Data Flow Categories
Success:
The OCSF event tables that are powered by the feed.
Failed:
Regex Errors: Failures due to issues in regular expression matching.
Parsing Errors: Failures that occurred during data parsing.
Mapping Errors: Failures related to data mapping inconsistencies.
Unmapped: Data that has not been assigned to any specific category.
Select the time range (last hour, last day, last 7 days, this month, this year, all history) as per your preference. When you hover over any of the boxes in the diagram, a tooltip will appear showing the percentage of data that the box represents.
Clicking on Success (Process Activity, User Inventory) directs you to a query preloaded Search page, where you can view detailed tables of the corresponding data.
Clicking on Failed (Parsing, Mapping, Regex) takes you to the Unprocessed page. Here, the filters will be preloaded according to the selected time range, allowing you to analyze the specific reasons for failure.
Clicking on Unmapped directs you to a query preloaded search page where you can further investigate the unmapped data.
Unprocessed page
The Unprocessed page provides a detailed table that lists the feed names alongside their corresponding issue type, error message, and the date the issue occurred. This page is designed to help you quickly identify and analyze unprocessed data.

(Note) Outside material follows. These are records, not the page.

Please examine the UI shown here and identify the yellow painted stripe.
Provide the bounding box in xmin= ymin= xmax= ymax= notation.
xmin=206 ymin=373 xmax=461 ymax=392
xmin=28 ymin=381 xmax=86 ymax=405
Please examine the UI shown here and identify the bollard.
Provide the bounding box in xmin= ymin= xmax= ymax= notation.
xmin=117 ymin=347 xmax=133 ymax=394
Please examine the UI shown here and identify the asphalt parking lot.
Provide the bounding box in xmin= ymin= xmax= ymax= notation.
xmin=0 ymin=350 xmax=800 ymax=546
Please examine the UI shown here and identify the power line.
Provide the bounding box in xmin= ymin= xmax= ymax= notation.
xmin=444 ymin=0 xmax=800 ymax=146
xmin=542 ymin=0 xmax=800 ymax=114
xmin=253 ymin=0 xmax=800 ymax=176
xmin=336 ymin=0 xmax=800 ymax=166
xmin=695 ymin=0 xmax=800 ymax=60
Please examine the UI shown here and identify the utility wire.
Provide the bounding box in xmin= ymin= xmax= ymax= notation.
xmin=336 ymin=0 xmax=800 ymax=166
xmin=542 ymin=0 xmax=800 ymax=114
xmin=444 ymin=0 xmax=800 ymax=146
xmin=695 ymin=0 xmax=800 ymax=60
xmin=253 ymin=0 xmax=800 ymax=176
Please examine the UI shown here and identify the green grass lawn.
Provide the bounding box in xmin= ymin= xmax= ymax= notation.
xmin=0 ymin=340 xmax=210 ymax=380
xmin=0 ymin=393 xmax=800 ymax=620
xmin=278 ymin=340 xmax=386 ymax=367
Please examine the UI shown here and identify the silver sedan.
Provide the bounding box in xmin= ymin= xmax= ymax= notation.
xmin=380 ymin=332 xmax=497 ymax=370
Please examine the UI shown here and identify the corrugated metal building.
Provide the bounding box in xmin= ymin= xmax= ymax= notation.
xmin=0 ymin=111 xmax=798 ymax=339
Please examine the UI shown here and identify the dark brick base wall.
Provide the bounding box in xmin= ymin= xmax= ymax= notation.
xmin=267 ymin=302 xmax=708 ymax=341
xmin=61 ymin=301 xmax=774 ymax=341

You can access the Unprocessed page in two ways:
From the Sankey Diagram: Click on any of the error boxes (Failed – Mapping, Parsing, Regex) within a data feed's Sankey diagram.
From the Data drop-down on the top navbar
To streamline your analysis, you can apply various filters:
Date Range: Select from predefined options—Last 24 Hours, Last 7 Days, Last Month, or All Time—to focus on a specific timeframe.
Error Type: Filter by the type of issue (Parsing, Regex, Mapping) to narrow down the results to specific errors.
Feed Selection: Choose specific feeds of interest to view only the relevant unprocessed data.
To explore the raw message and analyze where the failure occurred, click on the magnifying glass to expand the row and view the raw message compared to how DataBee tried to process it.